# nest box or open nest?



## olayak (Apr 26, 2009)

what does your pij prefer? (large) nest box? or an open-cup nest?


----------



## spirit wings (Mar 29, 2008)

what do you mean exactly?


----------



## olayak (Apr 26, 2009)

what kind of nest? an open bowl shape? or a nest box - a closed container with a door opening and nesting material inside.


----------



## Skyeking (Jan 17, 2003)

olayak said:


> what does your pij prefer? (large) nest box? or an open-cup nest?

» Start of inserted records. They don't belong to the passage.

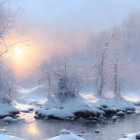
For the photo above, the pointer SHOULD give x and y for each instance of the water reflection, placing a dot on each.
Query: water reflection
(42, 129)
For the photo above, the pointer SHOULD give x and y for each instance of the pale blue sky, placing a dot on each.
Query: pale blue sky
(96, 14)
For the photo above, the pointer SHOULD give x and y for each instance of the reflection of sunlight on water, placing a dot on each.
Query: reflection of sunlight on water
(32, 128)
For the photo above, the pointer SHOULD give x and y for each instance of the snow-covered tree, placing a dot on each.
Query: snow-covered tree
(61, 80)
(7, 84)
(100, 67)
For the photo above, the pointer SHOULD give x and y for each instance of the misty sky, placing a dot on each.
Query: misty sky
(96, 14)
(63, 26)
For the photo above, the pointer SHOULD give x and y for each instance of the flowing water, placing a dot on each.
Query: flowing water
(32, 129)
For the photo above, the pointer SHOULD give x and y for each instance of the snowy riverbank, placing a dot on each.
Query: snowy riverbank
(85, 106)
(7, 110)
(133, 136)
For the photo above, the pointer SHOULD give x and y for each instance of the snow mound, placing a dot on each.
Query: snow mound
(7, 110)
(2, 131)
(9, 119)
(83, 107)
(133, 136)
(7, 137)
(67, 135)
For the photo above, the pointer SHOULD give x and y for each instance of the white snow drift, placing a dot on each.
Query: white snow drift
(133, 136)
(66, 135)
(83, 103)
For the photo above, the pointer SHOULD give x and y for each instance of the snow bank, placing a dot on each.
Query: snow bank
(85, 107)
(67, 135)
(133, 136)
(7, 110)
(7, 137)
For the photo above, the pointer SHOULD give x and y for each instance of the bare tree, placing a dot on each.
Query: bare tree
(100, 81)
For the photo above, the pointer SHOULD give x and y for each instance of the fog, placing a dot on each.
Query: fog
(57, 34)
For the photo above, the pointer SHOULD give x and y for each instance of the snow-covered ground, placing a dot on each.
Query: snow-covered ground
(84, 106)
(7, 137)
(133, 136)
(7, 109)
(67, 135)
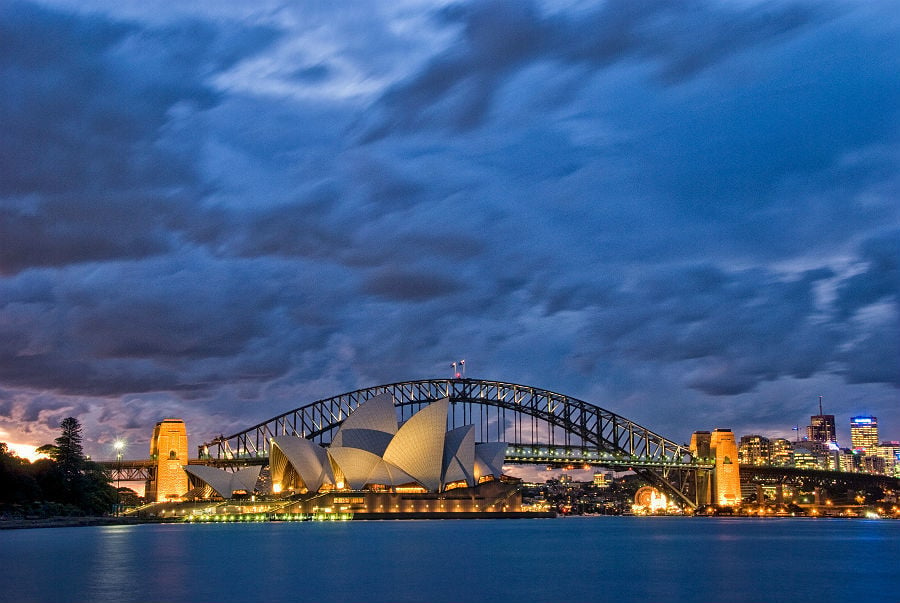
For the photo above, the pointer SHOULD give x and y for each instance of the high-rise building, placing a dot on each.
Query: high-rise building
(890, 452)
(864, 433)
(169, 448)
(755, 450)
(726, 477)
(821, 428)
(782, 452)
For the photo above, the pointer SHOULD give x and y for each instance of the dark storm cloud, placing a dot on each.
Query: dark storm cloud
(501, 36)
(400, 285)
(631, 202)
(732, 330)
(86, 170)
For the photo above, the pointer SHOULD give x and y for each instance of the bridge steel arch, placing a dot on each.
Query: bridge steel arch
(502, 412)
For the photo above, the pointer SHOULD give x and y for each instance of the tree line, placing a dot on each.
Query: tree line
(65, 483)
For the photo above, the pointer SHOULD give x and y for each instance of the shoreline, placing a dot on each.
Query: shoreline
(75, 522)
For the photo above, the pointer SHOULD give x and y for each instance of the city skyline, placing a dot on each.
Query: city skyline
(686, 215)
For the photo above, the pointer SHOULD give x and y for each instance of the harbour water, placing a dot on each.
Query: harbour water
(621, 559)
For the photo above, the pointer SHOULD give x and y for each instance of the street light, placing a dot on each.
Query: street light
(119, 445)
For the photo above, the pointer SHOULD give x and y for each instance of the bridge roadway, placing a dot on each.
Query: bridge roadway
(559, 431)
(516, 454)
(575, 457)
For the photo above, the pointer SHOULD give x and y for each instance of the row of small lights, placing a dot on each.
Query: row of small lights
(247, 517)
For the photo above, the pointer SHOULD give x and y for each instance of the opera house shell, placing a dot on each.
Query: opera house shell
(371, 451)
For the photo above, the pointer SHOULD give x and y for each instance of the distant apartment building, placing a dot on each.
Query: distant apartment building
(864, 433)
(782, 452)
(890, 452)
(755, 450)
(821, 428)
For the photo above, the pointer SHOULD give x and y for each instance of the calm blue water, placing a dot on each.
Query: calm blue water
(620, 559)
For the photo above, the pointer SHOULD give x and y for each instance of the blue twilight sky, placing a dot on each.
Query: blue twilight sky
(686, 213)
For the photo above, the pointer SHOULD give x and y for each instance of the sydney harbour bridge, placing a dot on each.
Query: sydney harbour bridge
(539, 427)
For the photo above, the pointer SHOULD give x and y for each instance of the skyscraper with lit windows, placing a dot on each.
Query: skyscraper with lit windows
(864, 433)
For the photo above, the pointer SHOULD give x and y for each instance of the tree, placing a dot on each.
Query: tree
(70, 453)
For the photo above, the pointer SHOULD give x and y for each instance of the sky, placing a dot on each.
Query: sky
(686, 213)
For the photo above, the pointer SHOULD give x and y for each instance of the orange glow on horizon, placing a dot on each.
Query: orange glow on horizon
(25, 451)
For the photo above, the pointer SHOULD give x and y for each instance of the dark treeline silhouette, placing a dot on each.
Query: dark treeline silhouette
(66, 483)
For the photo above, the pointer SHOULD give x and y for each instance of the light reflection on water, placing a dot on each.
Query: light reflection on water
(573, 559)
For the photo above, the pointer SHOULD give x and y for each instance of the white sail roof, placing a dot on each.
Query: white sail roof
(418, 446)
(225, 482)
(306, 459)
(375, 414)
(459, 455)
(489, 458)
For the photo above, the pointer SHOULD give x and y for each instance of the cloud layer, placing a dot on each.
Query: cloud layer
(686, 214)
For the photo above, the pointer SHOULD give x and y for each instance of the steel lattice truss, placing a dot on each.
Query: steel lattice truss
(501, 412)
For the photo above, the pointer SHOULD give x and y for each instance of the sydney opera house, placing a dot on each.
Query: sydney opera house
(375, 466)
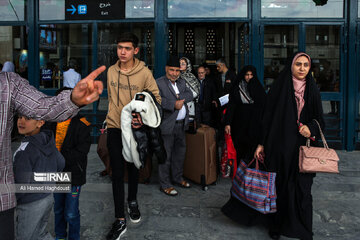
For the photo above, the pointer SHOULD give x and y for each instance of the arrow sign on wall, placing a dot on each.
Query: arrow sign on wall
(73, 9)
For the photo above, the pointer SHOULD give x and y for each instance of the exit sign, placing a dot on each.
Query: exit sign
(94, 9)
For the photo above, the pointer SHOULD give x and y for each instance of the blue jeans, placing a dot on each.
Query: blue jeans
(66, 209)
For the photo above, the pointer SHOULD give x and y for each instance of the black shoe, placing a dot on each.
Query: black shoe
(117, 230)
(134, 213)
(274, 235)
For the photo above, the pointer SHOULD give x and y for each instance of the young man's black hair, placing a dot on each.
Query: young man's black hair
(128, 37)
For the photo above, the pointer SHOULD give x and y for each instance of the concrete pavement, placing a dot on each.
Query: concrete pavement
(195, 214)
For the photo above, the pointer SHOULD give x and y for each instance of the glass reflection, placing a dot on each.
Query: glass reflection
(59, 45)
(108, 32)
(12, 10)
(52, 9)
(323, 45)
(280, 42)
(207, 9)
(301, 9)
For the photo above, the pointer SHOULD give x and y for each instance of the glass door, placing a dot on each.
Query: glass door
(323, 44)
(204, 43)
(357, 135)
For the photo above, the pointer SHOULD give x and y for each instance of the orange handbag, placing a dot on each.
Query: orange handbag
(318, 159)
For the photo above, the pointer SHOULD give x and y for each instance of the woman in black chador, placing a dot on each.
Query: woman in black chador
(292, 104)
(243, 115)
(243, 122)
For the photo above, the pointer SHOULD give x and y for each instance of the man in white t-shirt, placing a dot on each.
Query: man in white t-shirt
(71, 77)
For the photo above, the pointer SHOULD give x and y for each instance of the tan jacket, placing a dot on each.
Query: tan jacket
(122, 88)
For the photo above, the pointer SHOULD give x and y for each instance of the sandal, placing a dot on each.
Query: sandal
(169, 191)
(184, 184)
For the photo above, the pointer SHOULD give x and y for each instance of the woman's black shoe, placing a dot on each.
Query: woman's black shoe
(274, 235)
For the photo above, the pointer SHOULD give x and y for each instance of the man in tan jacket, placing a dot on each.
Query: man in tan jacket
(125, 78)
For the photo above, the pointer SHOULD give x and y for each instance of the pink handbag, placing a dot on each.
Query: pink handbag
(318, 159)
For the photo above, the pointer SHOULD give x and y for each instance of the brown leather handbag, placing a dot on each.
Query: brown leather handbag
(318, 159)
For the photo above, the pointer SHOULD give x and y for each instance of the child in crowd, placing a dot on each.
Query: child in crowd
(37, 153)
(73, 141)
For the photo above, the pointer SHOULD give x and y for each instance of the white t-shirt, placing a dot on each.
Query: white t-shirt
(71, 78)
(182, 112)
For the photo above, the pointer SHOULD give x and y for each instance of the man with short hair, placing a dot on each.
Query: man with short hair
(174, 95)
(226, 77)
(18, 96)
(207, 98)
(125, 78)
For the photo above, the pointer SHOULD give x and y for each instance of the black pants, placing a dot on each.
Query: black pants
(7, 224)
(117, 162)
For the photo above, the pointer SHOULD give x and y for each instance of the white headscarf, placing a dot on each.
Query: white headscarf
(8, 67)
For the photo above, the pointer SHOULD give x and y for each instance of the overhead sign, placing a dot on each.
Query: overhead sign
(94, 9)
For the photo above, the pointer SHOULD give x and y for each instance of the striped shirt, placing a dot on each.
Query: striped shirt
(18, 96)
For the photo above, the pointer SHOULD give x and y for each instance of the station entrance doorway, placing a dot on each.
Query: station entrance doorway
(207, 42)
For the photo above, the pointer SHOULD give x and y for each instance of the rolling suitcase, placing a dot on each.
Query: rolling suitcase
(200, 160)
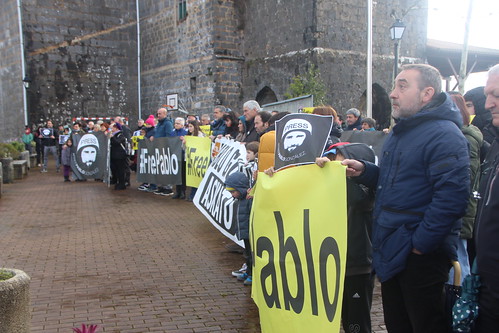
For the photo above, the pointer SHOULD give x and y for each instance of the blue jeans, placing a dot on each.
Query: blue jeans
(413, 300)
(53, 151)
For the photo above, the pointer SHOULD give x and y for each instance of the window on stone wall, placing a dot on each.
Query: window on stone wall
(193, 84)
(182, 9)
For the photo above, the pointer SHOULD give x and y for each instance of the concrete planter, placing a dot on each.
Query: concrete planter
(1, 179)
(14, 303)
(8, 169)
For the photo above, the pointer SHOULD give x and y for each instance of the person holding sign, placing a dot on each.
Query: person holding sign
(422, 190)
(359, 280)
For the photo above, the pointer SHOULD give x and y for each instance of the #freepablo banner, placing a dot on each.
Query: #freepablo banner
(298, 234)
(197, 159)
(211, 198)
(160, 161)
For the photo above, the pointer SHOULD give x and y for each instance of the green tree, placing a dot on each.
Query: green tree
(309, 83)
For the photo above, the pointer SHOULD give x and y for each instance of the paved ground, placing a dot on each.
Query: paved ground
(125, 260)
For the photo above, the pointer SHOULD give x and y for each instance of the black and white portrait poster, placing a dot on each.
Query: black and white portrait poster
(160, 161)
(300, 138)
(47, 132)
(211, 198)
(89, 155)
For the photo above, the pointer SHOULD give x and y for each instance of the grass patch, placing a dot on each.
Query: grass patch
(5, 275)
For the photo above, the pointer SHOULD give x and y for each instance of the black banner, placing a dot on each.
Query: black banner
(300, 138)
(160, 161)
(374, 139)
(89, 155)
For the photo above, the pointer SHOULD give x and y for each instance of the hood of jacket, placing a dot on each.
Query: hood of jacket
(440, 108)
(238, 181)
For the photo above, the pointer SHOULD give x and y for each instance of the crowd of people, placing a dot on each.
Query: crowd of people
(432, 198)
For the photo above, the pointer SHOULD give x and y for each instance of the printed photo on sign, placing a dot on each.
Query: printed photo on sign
(160, 161)
(211, 198)
(300, 138)
(89, 155)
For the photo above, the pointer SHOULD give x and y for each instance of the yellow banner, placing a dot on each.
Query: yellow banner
(298, 239)
(206, 129)
(135, 142)
(197, 158)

The preffered choice for nesting pigeons:

Pigeons actually need a large nest box that can hold two nest bowls and plenty of room for mom and dad, with a front, that has a door that opens and closes.


----------



## spirit wings (Mar 29, 2008)

olayak said:


> what kind of nest? an open bowl shape? or a nest box - a closed container with a door opening and nesting material inside.


they need both.


----------



## olayak (Apr 26, 2009)

good to know!


----------



## TerriB (Nov 16, 2003)

Some folks have open fronted nest boxes, some have dowels or grids closing off all but a bird-sized door. My birds seem to feel more secure with the more closed option - much easier to defend their home against invaders. They'd probably prefer that the front part be solid board, but I like being able to check on the birds setting the nest.


----------